Arabs Want Gregorian Calendar

Saudis want Gregorian birthdates on national IDs


Spokesperson says dates available on passports and driving licences issued in Saudi Arabia

Manama: Saudi citizens have urged the authorities to add their Gregorian calendar birthdates on their identity cards, saying that it would help them whenever it is needed abroad.

The call was issued after several Saudi citizens were requested to fill in forms in the Gulf Cooperation Council (GCC) where they were required to use their Gregorian birthdates, but they had only their Hijri (Islamic) calendar dates, Saudi daily Al Watan reported on Sunday.

“I felt embarrassed when I was filling in a form for a mobile chip in Dubai,” Umm Mohammad, a Saudi mother, said. “I needed a document that showed the date, but I did not have one since I travelled using my identity card that did not have the date, and not my passport,” she said, quoted by the daily.

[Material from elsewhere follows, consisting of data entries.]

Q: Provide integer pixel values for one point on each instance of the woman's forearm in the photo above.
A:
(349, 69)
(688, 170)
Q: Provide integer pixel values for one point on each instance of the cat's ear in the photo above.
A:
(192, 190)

However, Mohammad Bin Jasser Al Jasser, the spokesperson for civil affairs, said that there were no plans to add the Gregorian date.

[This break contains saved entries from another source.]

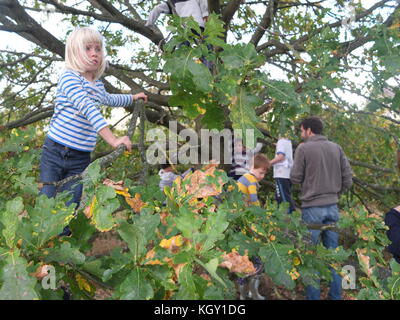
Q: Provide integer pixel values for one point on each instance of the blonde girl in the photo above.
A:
(77, 120)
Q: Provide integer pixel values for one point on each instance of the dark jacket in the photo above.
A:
(392, 220)
(323, 171)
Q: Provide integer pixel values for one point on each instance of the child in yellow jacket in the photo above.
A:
(248, 183)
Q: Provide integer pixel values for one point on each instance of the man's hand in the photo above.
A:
(140, 95)
(123, 140)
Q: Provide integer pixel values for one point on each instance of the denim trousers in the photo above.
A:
(330, 239)
(283, 193)
(59, 162)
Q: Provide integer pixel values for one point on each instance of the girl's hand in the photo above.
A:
(123, 140)
(140, 95)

“The identity card has a specific design where all essential information is clearly visible,” he said. “The card is used principally as an identity document inside the Saudi kingdom where there is no need for a non-Hijri calendar birth date since that is the official one. Those who are interested in knowing their Gregorian calendar birthdates can always refer to the Saudi birth certificate, passport and driving licence where they are mentioned,” he said, quoted by the daily.

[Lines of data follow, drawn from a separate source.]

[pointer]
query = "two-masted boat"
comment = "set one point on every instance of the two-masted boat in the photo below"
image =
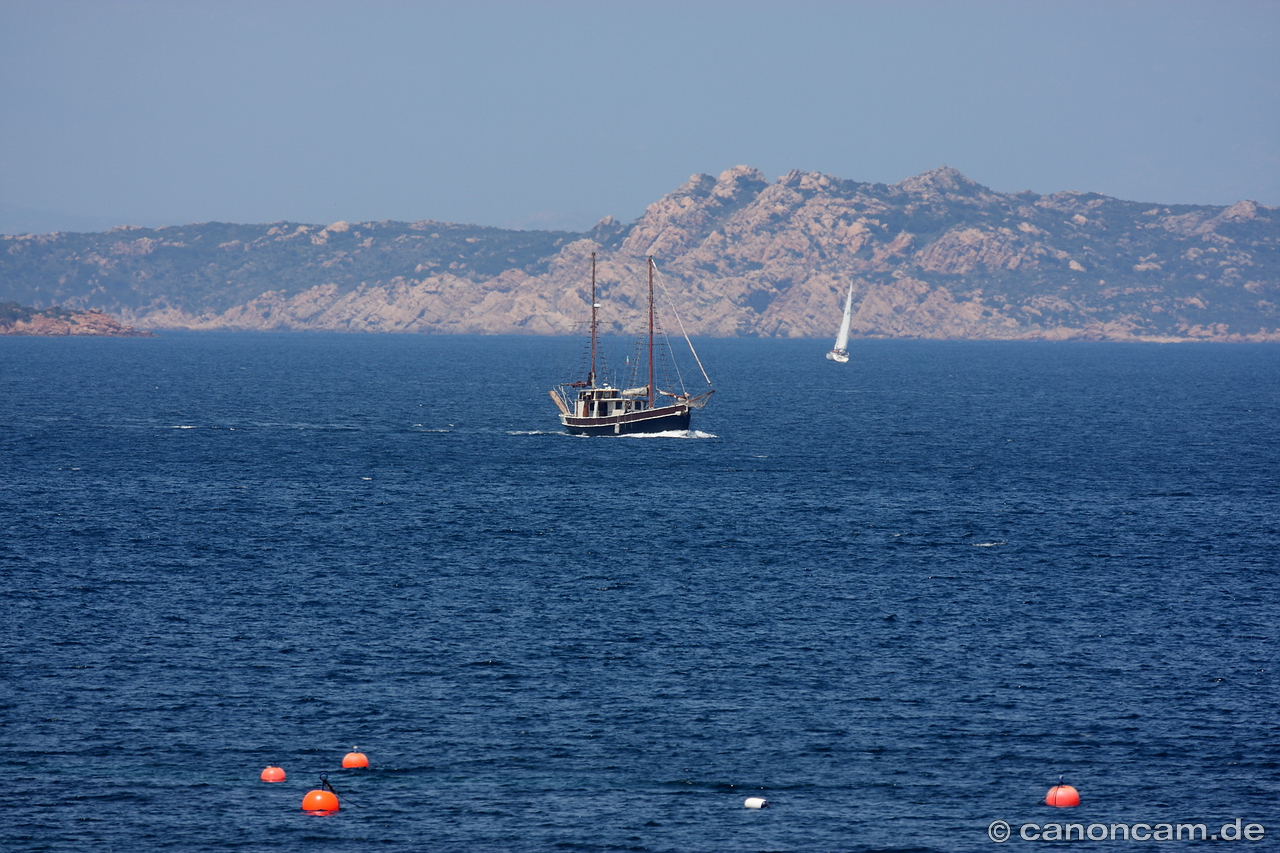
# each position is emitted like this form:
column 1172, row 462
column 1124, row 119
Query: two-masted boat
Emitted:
column 840, row 352
column 595, row 407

In June last year, all Saudi government and private agencies were requested to use the Hijri calendar and Arabic language in their official dealings.

Arabic should also be to used to communicate, mainly in companies and hotels, Prince Nayef Bin Abdul Aziz, then Saudi Arabia’s crown prince, deputy premier and interior minister, said.

The decision was taken after the authorities said they noticed a violation of the royal orders governing the use of the Hijri calendar and Arabic language, while English was “massively” used in the receptions of hotels and companies, local Arabic daily Al Sharq said.

According to the Saudi authorities, the use of the Islamic calendar will help preserve the history of Islam while the use of Arabic will reinforce pride in the country’s national language.

However, they said that the Gregorian calendar could be used whenever it was needed, but it had to be associated with the corresponding Hijri date.

Saudis have often stressed that the Hijri calendar and the Arabic language had robust links with the status of their country in the Arab and Islamic world.

For many Saudis, the state had “a moral duty to preserve and protect the Arabic language”.

“We have started to feel like strangers in our own land, especially with the tsunami of foreigners who resort to marginalising Arabic in local and foreign companies and in hotels,” a Saudi blogger remarked. “They even try to impose their language at the university as part of a long-term plan to make the Saudi market wide open for foreigners and limit competition from Saudi nationals. A deep penetration of foreign language in the Saudi society will also marginalise its religion and culture,” he said.